Hagar, the abused maidservant of Sarah, could have lost herself to the desert, thought, in fact, she had a few times, except that God came to her there, and then, her eyes opened to the truth, she said, “’You are a God of seeing. Truly here I have seen him who looks after me.’”
And what is it that I absolutely know right now, except that God is here with me, that He sees me and knows, and that even through the wilderness where my soul feels lost, He still guides me home?
Location is everything, and I’m only as far off track as the distance I am from God, and it isn’t the wilderness that separates me now but the self-consumption I almost feel entitled to here. What tips me off, because it’s the thing to which the shepherd keeps pointing in warning, isn’t how hard and obscure and unfruitful everything feels right now, but the way I want to put myself first.

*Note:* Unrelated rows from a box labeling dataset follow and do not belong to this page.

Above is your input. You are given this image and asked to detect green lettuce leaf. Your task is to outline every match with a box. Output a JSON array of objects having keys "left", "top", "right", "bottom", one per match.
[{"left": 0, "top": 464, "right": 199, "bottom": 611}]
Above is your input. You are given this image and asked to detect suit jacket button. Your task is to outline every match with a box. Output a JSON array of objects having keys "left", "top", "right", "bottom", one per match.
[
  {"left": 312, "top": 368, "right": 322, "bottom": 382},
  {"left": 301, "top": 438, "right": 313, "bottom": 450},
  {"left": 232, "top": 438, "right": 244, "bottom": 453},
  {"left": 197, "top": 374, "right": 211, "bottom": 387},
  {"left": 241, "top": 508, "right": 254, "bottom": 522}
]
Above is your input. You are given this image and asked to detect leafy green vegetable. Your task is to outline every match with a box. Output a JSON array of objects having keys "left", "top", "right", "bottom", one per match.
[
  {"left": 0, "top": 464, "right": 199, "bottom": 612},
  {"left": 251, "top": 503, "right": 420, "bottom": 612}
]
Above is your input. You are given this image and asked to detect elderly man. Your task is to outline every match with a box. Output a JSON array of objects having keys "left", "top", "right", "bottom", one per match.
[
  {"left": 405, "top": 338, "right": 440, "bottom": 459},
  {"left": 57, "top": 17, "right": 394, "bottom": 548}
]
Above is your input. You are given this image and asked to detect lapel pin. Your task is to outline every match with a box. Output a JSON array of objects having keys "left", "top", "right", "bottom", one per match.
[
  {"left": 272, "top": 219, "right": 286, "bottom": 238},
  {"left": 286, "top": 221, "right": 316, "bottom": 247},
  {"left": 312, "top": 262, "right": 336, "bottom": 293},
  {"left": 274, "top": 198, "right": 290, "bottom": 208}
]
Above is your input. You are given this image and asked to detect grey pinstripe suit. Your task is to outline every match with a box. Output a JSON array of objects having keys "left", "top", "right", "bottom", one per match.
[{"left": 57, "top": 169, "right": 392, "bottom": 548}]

You’ve lost track…it’s not all about you.
The Holy Spirit, as promised, faithfully brings to mind the words of Christ, that the first shall be last and the last shall be first, that the one who would be great will be the servant of all, and He tugs out Paul’s words to the Philippians, when in the Spirit Paul wrote that they should do nothing out of selfish ambition or vain conceit, but in humility consider others as more significant.
I breathe these words, continuing my prayer as the blinking needs of other drivers pulse around me, stopped behind a city bus that has just crawled in front of that dump truck.
Stilled, I take the good turn toward God, adding Adam’s words—I lost track–to the gratitude I feel over His protective shepherding of my heart. How fitting that God has inserted this oft repeated confession, this honest refrain, into the background music of my life, because He has only ever been leading His children to freedom, and freedom comes when I admit my soul’s departures from His Way and gratefully acknowledge the vastness of His enduring love for me. Love covers over a multitude of sin.
“Yes, I have definitely lost track,” I say to Adam, sitting back against my seat, and he dissolves into guffaws, his grin wide and wild, and reaches for me.
He likes it when he manages to use one of his collected phrases at the right time, finds joy in the moment when his interior world collides with our exterior circumstances.
He likes it when freedom for him winds up being freedom also for me.